We sequenced POLE and POLD1 exonuclease domains in 354 individuals with early/familial colorectal cancer (CRC) or adenomatous polyposis. We assessed the pathogenicity of POLE variants with yeast fluctuation assays and structural modeling. We estimated the penetrance function for each cancer site in variant carriers with a previously published nonparametric method based on survival analysis approach, able to manage unknown genotypes.
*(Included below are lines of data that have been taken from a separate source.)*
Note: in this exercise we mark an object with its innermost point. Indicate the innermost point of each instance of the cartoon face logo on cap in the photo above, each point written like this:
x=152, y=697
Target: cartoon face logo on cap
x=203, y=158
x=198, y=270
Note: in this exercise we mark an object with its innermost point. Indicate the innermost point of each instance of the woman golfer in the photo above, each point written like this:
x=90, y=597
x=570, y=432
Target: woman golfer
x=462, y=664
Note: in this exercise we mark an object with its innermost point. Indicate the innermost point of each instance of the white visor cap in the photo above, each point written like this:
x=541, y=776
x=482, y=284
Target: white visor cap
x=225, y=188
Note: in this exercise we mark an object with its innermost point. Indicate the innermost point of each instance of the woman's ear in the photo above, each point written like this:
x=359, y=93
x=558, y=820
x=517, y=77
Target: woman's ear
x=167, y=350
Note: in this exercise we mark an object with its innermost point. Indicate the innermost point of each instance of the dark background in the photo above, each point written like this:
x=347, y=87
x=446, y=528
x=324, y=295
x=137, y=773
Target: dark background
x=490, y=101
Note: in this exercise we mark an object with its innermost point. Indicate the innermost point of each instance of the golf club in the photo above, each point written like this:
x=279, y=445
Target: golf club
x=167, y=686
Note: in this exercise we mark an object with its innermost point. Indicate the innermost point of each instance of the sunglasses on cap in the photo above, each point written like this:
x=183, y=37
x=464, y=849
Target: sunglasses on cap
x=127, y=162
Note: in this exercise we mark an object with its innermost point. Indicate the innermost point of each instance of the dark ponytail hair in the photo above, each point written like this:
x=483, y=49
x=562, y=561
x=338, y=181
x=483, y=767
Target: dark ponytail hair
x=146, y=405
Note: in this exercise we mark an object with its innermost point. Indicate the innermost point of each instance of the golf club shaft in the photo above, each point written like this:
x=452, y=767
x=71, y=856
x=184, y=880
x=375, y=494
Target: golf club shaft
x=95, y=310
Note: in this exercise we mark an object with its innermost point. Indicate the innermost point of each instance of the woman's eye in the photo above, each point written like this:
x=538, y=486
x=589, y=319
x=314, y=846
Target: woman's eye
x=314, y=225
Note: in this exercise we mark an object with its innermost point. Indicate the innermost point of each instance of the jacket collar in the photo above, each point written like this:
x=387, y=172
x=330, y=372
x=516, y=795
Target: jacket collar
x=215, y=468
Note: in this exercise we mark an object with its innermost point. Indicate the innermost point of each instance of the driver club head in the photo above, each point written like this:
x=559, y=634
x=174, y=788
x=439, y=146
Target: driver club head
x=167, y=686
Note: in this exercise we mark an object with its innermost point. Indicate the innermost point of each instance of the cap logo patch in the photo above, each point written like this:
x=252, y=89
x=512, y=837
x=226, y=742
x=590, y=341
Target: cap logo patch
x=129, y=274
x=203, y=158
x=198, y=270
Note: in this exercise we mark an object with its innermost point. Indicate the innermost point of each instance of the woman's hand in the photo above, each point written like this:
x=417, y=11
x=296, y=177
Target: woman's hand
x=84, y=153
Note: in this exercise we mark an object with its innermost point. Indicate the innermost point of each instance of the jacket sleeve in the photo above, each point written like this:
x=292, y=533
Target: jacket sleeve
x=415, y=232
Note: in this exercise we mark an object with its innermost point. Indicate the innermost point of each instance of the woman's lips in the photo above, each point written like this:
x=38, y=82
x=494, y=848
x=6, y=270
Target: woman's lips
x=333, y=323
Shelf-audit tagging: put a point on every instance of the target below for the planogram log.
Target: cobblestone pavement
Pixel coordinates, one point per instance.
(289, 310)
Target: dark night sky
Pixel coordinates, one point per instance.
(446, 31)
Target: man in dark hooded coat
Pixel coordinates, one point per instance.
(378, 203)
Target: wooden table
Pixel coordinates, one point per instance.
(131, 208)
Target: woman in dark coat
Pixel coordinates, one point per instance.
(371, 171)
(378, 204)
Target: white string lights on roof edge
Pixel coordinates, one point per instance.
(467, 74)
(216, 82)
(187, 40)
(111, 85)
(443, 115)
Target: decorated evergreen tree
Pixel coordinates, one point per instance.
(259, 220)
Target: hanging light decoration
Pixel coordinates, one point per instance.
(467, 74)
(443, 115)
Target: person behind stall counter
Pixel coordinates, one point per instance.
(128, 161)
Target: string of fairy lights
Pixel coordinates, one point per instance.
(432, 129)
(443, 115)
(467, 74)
Pathogenic POLE exonuclease domain variants P286L, M294R, P324L, N363K, D368N, L424V, K425R, and P436S were found in ten families. The estimated cumulative risk of CRC at 30, 50, and 70 years was 11.1% (95% confidence interval CI: 4.2-17.5), 48.5% (33.2-60.3), and 74% (51.6-86.1). Cumulative risk of glioblastoma was 18.7% (3.2-25.8) at 70 years. Variants interfering with DNA binding (P286L and N363K) had a significantly higher mutagenic effect than variants disrupting ion metal coordination at the exonuclease site.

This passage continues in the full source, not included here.